The researchers observed that when people exhale, heavier droplets (potentially containing virus) tend to drop to the ground because of gravity, whereas lighter droplets can remain suspended in breathable air.
 
The researcher’s tests found that 70% of swab samples from the hospital floor came up positive for coronavirus, "perhaps because of gravity and air flow causing most virus droplets to float to the ground," the study authors said.

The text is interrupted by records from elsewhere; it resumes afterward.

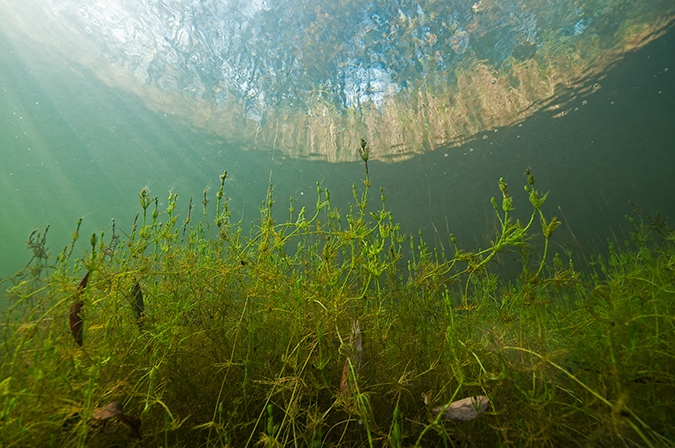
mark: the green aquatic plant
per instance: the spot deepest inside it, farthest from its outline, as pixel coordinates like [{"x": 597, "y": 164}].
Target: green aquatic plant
[{"x": 331, "y": 328}]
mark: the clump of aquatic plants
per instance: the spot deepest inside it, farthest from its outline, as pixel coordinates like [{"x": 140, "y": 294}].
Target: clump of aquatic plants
[{"x": 331, "y": 328}]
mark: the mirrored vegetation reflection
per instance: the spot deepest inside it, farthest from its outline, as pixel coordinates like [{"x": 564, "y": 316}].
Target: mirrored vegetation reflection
[
  {"x": 332, "y": 328},
  {"x": 310, "y": 78}
]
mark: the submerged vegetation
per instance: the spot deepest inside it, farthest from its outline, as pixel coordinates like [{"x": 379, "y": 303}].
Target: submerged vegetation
[{"x": 334, "y": 329}]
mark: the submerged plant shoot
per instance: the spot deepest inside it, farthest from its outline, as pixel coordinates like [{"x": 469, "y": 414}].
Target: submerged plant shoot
[{"x": 332, "y": 328}]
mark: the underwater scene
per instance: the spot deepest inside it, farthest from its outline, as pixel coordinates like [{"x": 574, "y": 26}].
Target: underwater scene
[{"x": 379, "y": 223}]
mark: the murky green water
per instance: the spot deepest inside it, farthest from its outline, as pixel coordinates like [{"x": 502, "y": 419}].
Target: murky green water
[{"x": 74, "y": 147}]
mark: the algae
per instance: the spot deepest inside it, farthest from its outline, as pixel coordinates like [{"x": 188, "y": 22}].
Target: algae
[{"x": 333, "y": 328}]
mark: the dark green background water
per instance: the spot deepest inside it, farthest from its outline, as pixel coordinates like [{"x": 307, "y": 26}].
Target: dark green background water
[{"x": 72, "y": 147}]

The researchers added, "In addition, as medical staff walk around the ward, the virus can be tracked all over the floor, as indicated by the 100% rate of positivity from the floor in the hospital pharmacy, where there were no patients. Therefore, the soles of medical staff shoes might function as carriers."
 
As expected, swabs taken of often-touched surfaces such as doorknobs, bed rails, trash cans and computer mice all typically came up positive for coronavirus.
 
Dr Guo said, “As for what about the air people breathe, the closer to an infected patient, the more likely an air sample was to come up positive. Virus-laden aerosols were mainly concentrated near and downstream from the patients."
 
It was observed that the tiny airborne aerosols could travel farther than the 6 feet now recommended in most social distancing advisories. In fact, "the maximum transmission distance of coronavirus aerosol might be 4 meters (13 feet)," the researchers reported.
 
The research study did have one good piece of news: Protective gear worn by hospital staff appears to thwart viral infection. "As of March 30, no staff members at Huoshenshan Hospital had been infected," despite widespread contamination of air and surfaces, the team noted.
 
In yet another study of the aerosolization of exhaled droplets that was published in the New England Journal of Medicine, a team from the U.S. National Institutes of Health and the University of Pennsylvania used "laser light scattering" technology to track the dispersion of droplets from the mouth during normal speech. https://www.nejm.org/doi/full/10.1056/NEJMc2009324?query=featured_coronavirus
 
The medical researchers found that droplets were dispersed into the air, but wearing a "slightly damp washcloth over the speaker's mouth" effectively stopped most of the dispersion.
 
Harvard University molecular biologist Dr Matthew Meselson in a related commentary on that study said, "The findings suggests the advisability of wearing a suitable mask whenever it is thought that infected persons may be nearby."
 
Dr Glatter added, "While 6 feet is certainly ideal based on recommendations by the U.S. Centers for Disease Control and Prevention, we are now learning that aerosolized droplets from coughing or sneezing, which may then be carried by currents indoors and outside, may make this distance less than ideal."
 
However he conceded that the science on all of this continues to evolve.
 
He said, "The truth is this, we don't know what it truly takes to get infected with the virus, including the amount of virus necessary to actually initiate an infection. In fact, it may not require infected surfaces or droplets after all, just aerosols. We just don't know. Research on this concept continues to expand and evolve."
 
Dr Glatter stressed that other factors including how deeply into the lungs viral particles penetrate, and the strength of a person's immune system are also involved in the infection process.
 
Another physician, Dr Eric Cioe Pena from Northwell Health in New Hyde Park, New York commented over the Chinese study, he agreed that "the potential for this virus to spread via aerosols is particularly scary, because it's essentially a hybrid between an airborne and a droplet virus, and that the droplets are able to hang out in the air for an extensive period of time and potentially infect other people."